QUOTE(SigmaXIX @ Mar 31 2008, 05:06 PM)

The current generation of Xbox360 modchips are the kinda stuff that's really geared toward developers.
This is the same way other modchips for other videogame systems developed. Xbox360 is barely at its first generation of modchips. AND, with the miracles of the Timing Attack, I have no doubt there will be fully functional modchips by late 2008, early 2009, with automatic region-patching and security sectors, without being lame and modding the DVD.
There are things for 360 CALLED "mod chips", but they're NOT the same thing past consoles had, and have nothing to do with progressing towards it. Those mod chips were BIOS mod chips.
What the 360 has are DVD firmware chips. There are flasher/testers like what you have, which let hackers examine everything on the flash, but that's not a BIOS modchip.
Cracking the 360 for homebrew proved to be SO different, and SO much harder than past consoles, that they had to push aside BIOS modchips and focus on simpler hacks. It's nothing like past consoles.

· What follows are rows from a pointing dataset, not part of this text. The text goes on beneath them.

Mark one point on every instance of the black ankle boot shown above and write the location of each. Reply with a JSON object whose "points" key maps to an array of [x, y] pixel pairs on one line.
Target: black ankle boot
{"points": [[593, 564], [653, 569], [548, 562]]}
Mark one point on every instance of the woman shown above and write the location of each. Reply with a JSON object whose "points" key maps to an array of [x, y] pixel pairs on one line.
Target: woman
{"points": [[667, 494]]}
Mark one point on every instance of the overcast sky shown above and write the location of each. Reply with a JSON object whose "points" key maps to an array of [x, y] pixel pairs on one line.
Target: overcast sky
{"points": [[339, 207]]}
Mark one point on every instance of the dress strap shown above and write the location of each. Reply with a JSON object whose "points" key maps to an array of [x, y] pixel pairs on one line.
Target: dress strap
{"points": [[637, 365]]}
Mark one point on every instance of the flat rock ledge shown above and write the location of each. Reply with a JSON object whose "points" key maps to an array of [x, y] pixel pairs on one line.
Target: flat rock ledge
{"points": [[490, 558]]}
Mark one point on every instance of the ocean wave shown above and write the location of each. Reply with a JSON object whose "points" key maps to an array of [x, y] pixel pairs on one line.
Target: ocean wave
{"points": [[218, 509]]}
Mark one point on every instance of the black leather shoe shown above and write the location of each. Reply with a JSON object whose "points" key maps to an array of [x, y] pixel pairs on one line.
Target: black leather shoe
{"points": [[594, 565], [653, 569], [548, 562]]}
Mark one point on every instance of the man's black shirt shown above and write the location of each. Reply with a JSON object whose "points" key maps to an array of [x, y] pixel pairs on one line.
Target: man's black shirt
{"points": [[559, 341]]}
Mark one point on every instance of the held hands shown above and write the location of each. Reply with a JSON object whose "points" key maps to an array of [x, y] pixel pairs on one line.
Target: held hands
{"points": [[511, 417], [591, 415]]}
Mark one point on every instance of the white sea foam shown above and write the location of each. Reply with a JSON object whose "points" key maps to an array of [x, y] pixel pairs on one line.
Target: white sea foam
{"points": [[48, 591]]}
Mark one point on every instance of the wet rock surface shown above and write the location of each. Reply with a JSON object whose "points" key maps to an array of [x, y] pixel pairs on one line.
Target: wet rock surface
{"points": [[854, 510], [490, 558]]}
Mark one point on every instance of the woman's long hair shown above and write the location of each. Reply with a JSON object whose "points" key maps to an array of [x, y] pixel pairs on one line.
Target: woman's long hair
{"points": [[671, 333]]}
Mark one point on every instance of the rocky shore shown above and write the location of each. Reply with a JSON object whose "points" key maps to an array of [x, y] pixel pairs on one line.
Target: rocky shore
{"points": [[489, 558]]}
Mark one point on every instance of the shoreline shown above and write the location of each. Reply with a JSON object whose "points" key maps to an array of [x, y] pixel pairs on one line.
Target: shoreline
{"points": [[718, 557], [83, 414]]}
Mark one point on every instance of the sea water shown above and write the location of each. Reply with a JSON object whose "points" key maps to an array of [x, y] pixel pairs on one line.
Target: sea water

The timing attack has NOTHING to do with working towards hacked BIOS. It's just a peripheral hack that finds your downgrade info. None of which has anything to do with breaking BIOS security.
A homebrew modchip wouldn't need region patching, because it would kill region locking.
Emulating circuitry?
I'll say it again. The 360 BIOS/Kernel/Dash have security that even the hackers will tell you isn't like anything they've seen on a console before. It's not just the hypervisor. It's layers of things you wouldn't imagine. The encryption alone is the same stuff they use in BANKS. You REALLY can't talk about how 'human error' comes into play until you research and understand what's going on.
Currently, the only way to unsigned code is using a King Kong disk on EVERY boot. There is no way to boot a hacked kernel, which means there's no way to install one, which means no modded dashes etc. If you look at how many talented hackers are working on this, and what they're saying, you get a better idea of the probability. There is currently no way to start up in homebrew, and as tight as the security is, there may never be.